Regardless, financializing GPU ownership and transforming physical property into programmable financial assets also provides new insights into DePIN+DeFi. Within the DePIN space and Infra-Fi concepts, we can see the following trends:

1. Machine Collateralization, Computing Power Assetization, and Infra-Fi

In the on-chain market, hardware infrastructure like GPUs can be used as productive assets, transforming from hardware resources into a new asset class capable of collateralization and lending. In the future, the business scope of DePIN and RWA may no longer be limited to the strict legal and compliance constraints of off-chain areas. DePIN and AI-related infrastructure, as well as the more enterprise-grade hardware devices behind them, may enter the market.

2. DePIN + RWA

The off-chain assets involved in DePIN typically have practical applications and business revenue. The key focus of the DePIN project is how to transfer the profitability of off-chain assets to the on-chain DeFi revenue pool. In this case, machinery and equipment serve as both on-chain collateral and RWA assets, indirectly entering the DeFi market cycle.

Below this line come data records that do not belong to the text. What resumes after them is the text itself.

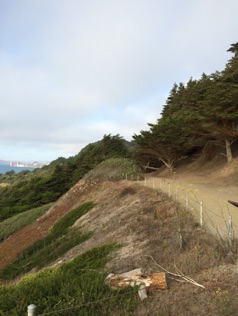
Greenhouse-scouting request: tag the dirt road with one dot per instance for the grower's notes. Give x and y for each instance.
(209, 203)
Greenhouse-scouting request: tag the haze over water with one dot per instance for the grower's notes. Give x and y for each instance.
(5, 168)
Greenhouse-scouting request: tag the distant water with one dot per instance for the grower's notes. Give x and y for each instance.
(5, 168)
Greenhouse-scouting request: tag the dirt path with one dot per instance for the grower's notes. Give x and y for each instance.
(212, 200)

3. Integration/Acceleration of AI and Crypto

This innovation will make the financing costs of AI companies more market-oriented: for small AI teams, obtaining loans by mortgaging GPUs further lowers the threshold, but also places higher requirements on interest returns; for stablecoin holders, even if they do not understand the AI market, they can indirectly participate in investments similar to "AI corporate bonds" to obtain returns and potential incentives.

4. Parallel narrative

In the same cycle, market sentiment will switch between different tracks, most likely different aspects of the same logic. We can further pay attention to the combination and progress of BTCFi with RWA, DePIN and other directions.

The core logic of the original DePIN flywheel is "resource sharing," where users become resource providers, driving development through "resource sharing + user incentives." GPU property lending, on the other hand, unlocks liquidity through the financialization of hardware. Enterprises generate capital flows through financing and computing power monetization, forming a new flywheel.

Driven by cash flow repatriation, this new model creates synergy between decentralized capital markets and the AI industry's production capacity (e.g., GPU clusters and AI model training), shifting from "shared resources" to assetization and financialization. Hardware resources can not only generate cash flow through rentals but also serve as on-chain collateral, accelerating credit expansion and capital market circulation.

If successful, this could open up a financial market for "machine collateralization," transforming Infra into a financially viable "machine version" of RWA through on-chain protocols and entering the DeFi market. The range of assets could also broadly include data storage, computing, bandwidth, electricity, and more, driving the "mobility" of DePIN in a new cycle.